When my aesthetics meets historical accuracy

I’ve managed to delaminate my velvet from the support fabric for my vibrant red and black Cleves gown, and from there also carefully pressed it over baking paper to stretch each piece back to shape. Two stages with a day in between of rest. It turns out I probably have enough velvet to redo all pieces so I’ve taken a paper pattern from my skirt panels to create all new templates for the <<liste>> and <<bortgin>> just in case.


I really want to use a technique used from the 16thC to lay the velvet to the support but… it goes against everything I normally do and ARGHHHHH!

So we have two garments that are well documented for laying guards to a ground fabric. Both use twists of silk to hide the raw edges as the guarding it left raw, rather than folded under, and in both cases there are regular little loops/scrolls of the twist onto the guards alternating with loops/scrolls on the main fabric.

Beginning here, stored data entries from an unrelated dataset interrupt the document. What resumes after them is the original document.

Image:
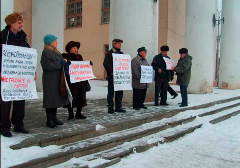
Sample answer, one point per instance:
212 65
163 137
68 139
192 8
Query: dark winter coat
108 62
183 70
136 72
7 37
52 69
78 89
159 63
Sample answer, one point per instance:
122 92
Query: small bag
88 86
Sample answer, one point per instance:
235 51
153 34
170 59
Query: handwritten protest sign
170 63
146 74
122 72
18 71
80 71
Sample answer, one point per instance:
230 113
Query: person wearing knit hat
53 80
139 89
78 89
162 76
13 35
183 72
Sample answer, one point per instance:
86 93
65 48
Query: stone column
48 18
136 23
199 39
6 9
229 72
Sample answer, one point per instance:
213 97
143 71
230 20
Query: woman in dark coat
52 65
78 89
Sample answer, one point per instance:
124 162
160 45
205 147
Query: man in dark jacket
108 65
162 76
183 71
13 35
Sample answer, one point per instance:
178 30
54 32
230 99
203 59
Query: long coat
108 63
159 63
78 89
136 72
183 70
52 68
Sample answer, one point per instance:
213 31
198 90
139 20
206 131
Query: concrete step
66 137
111 140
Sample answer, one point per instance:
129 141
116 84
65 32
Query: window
74 13
105 11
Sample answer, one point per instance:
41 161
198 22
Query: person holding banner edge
139 89
162 76
108 65
52 64
13 35
78 89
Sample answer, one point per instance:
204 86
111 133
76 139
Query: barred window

I’m sorry, but that’s too much of a coincidence, and what artwork supports this frequency? I’ve spent so much time trying to find them, but can’t so what do I do? (What was she meant to do? Sorry not sorry about this obvious Six reference.)

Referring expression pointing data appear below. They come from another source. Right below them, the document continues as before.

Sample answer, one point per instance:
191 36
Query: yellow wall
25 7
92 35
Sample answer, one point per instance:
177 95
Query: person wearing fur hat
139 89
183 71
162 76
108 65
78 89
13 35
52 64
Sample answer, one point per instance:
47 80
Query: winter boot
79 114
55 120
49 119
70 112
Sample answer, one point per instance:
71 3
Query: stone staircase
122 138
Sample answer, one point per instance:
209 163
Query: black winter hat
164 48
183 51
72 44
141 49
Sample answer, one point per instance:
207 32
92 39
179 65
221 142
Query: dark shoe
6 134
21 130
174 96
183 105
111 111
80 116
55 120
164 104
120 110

It makes so much sense when you think in terms of a high output, many hands workshop. Of course it’s going to save money in terms of investment in the fabric, and of course it’s going to be labour intensive but with best predictable bang for buck.

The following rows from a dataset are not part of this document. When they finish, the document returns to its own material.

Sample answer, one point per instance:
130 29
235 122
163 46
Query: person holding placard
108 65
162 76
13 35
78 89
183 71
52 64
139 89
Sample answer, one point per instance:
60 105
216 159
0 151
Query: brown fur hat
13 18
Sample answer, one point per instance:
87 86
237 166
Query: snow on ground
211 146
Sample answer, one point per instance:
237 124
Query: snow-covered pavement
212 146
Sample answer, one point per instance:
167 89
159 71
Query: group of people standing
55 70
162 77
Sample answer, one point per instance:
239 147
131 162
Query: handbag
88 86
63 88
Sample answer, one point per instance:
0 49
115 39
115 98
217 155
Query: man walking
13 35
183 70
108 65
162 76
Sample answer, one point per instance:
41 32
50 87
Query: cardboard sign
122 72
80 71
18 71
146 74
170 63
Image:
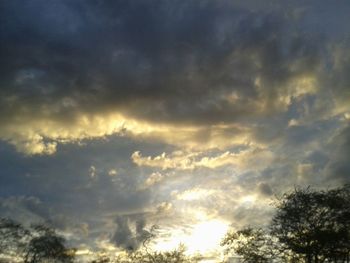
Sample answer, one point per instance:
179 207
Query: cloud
188 161
127 239
195 76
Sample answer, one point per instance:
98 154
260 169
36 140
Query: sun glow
204 237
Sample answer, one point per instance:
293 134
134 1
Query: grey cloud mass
116 115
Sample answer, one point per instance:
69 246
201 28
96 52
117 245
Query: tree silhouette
254 245
314 224
38 243
47 245
13 237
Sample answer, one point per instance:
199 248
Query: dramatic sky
192 115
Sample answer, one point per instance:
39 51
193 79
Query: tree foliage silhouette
38 243
314 224
308 226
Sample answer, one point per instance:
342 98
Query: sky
189 115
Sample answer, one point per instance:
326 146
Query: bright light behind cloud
203 237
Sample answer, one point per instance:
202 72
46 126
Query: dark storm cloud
166 61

I’m about ready to accept this is what I need to do- even if I use a machine to zig zag and even if I say No Way to the loops (Get Down with all the Six puns because they’re Not Going Away.).

But what I’m struggling with is the joins.

Oh yes.

It looks like joins in fabric are butted and not seamed.

Now this one is where my brain insists this is poor engineering just to save what? overall 10cm of fabric? In Cloth of gold that’s probably worth it. In velvet… okay that’s many times the amount of silk versus plain silk and it’s only a couple of hours of work to do some supporting stitches.

And this is why every project takes so long:

-I’m a Master Tailor without a workshop.

I pay for the fabric rather than passing the costs to a client. I’m drafter, draper, stitcher, cutter, historian, archivist, purchaser with no bargaining power. So while I know what 16thC practices were used and why? I’m not in a position to direct other people to to the work I shouldn’t be doing.

A disadvantage for my own output, but a fairly unique vantage to better understand the difference between 16thC and modern expectations.